Some say it will even bring a third wheelbase labeled “130” but we’ll believe that when we see it.
Following the first spy shots of the upcoming Defender that showed the five-door, long-wheelbase 110 version, we can now bring you the three-door, short-wheelbase 90 model.
Shorter-wheelbase equals more fun off-road
Here it is spotted for the first time near Jaguar Land Rover’s headquarters as testing has begun in the United Kingdom. As you can see, the Defender 90 is significantly shorter than the 110, making it even more suitable for extreme off-roading thanks to its vastly superior break-over angle.
As with its longer sibling, it is completely covered in camouflage and disguise material but those can’t hide the boxy shape of the bodywork. Unlike the Defender 110, however, this particular prototype doesn’t feature a spare tire mounted on the side-hinged rear door. That likely means the full-size spare wheel will be an optional feature.
Everything else looks just like the five-door prototype we saw two days ago — including the camouflage pattern with the cheeky #BEST4X4XFAR hashtag.
New MLA platform will help improve ride quality significantly
Despite the styling link to its predecessor, the 2020 Land Rover Defender is very much a modern vehicle and the technology on board will reflect that. Unfortunately, not much is known about the rugged off-roader’s underpinnings.
However, the 2020 Defender could be the first vehicle built on Jaguar Land Rover’s new flexible Modular Longitudinal Architecture (MLA). This platform is expected to equip most of the carmaker’s vehicles by 2025. JLR previously said in an investor presentation that the first model to use the architecture will arrive in 2020.
Given that the Defender is expected to go on sale in 2020, it’s likely the vehicle that will debut MLA. The new platform is capable of accommodating ICEs, mild-hybrid, plug-in hybrid, and all-electric drivetrains.
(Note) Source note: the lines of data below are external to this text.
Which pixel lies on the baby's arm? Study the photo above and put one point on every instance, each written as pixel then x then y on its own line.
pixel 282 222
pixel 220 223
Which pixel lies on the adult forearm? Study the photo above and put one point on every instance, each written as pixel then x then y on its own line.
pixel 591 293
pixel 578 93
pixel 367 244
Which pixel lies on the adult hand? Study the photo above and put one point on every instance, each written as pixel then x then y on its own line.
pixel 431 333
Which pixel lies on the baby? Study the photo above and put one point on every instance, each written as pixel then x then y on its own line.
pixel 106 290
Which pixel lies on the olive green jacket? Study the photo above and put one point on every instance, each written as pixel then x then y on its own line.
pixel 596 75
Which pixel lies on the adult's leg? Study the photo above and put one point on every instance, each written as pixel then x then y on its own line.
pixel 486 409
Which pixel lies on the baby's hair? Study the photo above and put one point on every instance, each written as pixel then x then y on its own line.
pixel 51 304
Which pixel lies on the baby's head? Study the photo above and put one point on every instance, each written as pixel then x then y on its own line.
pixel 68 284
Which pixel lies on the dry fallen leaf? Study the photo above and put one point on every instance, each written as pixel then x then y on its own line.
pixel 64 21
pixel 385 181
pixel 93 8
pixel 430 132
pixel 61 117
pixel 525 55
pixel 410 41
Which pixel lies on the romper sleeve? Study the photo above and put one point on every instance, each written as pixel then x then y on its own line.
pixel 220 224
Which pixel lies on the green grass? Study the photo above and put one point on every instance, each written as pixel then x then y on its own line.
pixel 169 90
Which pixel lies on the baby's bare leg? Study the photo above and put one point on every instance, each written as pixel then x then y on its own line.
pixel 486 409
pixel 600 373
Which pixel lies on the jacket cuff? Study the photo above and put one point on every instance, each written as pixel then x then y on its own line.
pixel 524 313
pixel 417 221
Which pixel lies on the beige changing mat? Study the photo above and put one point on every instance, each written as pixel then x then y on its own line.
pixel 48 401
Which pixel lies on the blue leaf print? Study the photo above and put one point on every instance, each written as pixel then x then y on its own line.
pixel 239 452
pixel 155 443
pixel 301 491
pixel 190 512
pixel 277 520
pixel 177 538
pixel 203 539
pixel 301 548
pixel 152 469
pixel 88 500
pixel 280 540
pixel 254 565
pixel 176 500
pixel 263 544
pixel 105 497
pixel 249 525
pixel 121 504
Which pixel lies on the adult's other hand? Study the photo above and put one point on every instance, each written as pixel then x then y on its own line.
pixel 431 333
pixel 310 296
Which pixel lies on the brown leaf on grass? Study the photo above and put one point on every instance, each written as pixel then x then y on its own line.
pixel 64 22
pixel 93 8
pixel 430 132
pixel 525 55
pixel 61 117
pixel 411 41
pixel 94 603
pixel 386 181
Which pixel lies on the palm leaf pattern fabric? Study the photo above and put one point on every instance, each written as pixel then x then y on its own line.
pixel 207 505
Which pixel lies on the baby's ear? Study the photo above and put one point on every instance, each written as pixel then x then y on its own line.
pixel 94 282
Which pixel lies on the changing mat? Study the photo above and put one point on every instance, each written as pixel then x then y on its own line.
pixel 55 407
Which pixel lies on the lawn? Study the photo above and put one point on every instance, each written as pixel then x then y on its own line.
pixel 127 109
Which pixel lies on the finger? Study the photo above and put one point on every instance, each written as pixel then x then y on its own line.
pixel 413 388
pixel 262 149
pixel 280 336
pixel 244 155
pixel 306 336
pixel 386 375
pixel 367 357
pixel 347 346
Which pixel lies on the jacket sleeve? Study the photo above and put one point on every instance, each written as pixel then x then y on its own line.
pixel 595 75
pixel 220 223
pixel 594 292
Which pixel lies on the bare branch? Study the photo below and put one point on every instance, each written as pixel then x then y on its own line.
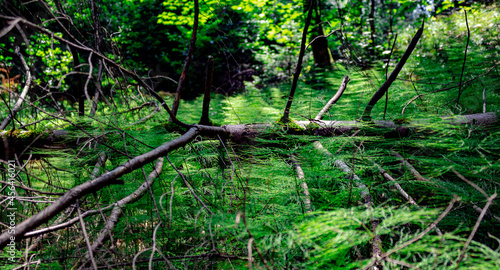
pixel 334 99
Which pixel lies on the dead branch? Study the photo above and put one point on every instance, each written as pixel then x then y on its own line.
pixel 298 68
pixel 118 209
pixel 187 62
pixel 396 184
pixel 416 238
pixel 365 195
pixel 476 226
pixel 16 20
pixel 205 119
pixel 303 184
pixel 20 101
pixel 106 179
pixel 407 164
pixel 394 74
pixel 334 99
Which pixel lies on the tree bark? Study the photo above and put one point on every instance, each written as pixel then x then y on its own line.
pixel 187 62
pixel 298 68
pixel 321 52
pixel 394 74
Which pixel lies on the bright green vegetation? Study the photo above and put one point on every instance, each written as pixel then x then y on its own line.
pixel 254 188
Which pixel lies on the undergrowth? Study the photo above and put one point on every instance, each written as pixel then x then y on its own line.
pixel 254 189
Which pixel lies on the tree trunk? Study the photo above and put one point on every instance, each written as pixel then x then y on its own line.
pixel 321 52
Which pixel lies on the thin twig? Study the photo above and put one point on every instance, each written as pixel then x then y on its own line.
pixel 465 58
pixel 418 237
pixel 386 70
pixel 86 237
pixel 412 169
pixel 334 99
pixel 303 184
pixel 20 101
pixel 478 222
pixel 298 68
pixel 189 187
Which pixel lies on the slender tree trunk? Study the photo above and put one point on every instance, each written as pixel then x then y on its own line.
pixel 298 68
pixel 205 119
pixel 373 34
pixel 321 52
pixel 187 62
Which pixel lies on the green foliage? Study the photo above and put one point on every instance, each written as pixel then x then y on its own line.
pixel 258 180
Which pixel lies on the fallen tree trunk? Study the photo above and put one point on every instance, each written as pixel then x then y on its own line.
pixel 238 133
pixel 245 133
pixel 11 236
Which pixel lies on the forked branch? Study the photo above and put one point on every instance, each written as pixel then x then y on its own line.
pixel 394 74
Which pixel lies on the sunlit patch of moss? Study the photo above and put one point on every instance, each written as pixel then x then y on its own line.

Base models to get turbocharged four-cylinder engines
Besides obvious gains when it comes to weight saving and stiffness, the new platform is also expected to deliver a much more comfortable ride, thanks in part to an independent rear suspension. Engine options are yet to be confirmed, but entry-level models should use turbocharged 2.0-liter gasoline and diesel engines. Six-cylinder units are likely to be available too.
Expect to all-new Land Rover Defender to debut towards the end of 2019, with the first vehicles to be shipped from the new plant in Slovakia in dealerships worldwide starting in 2020.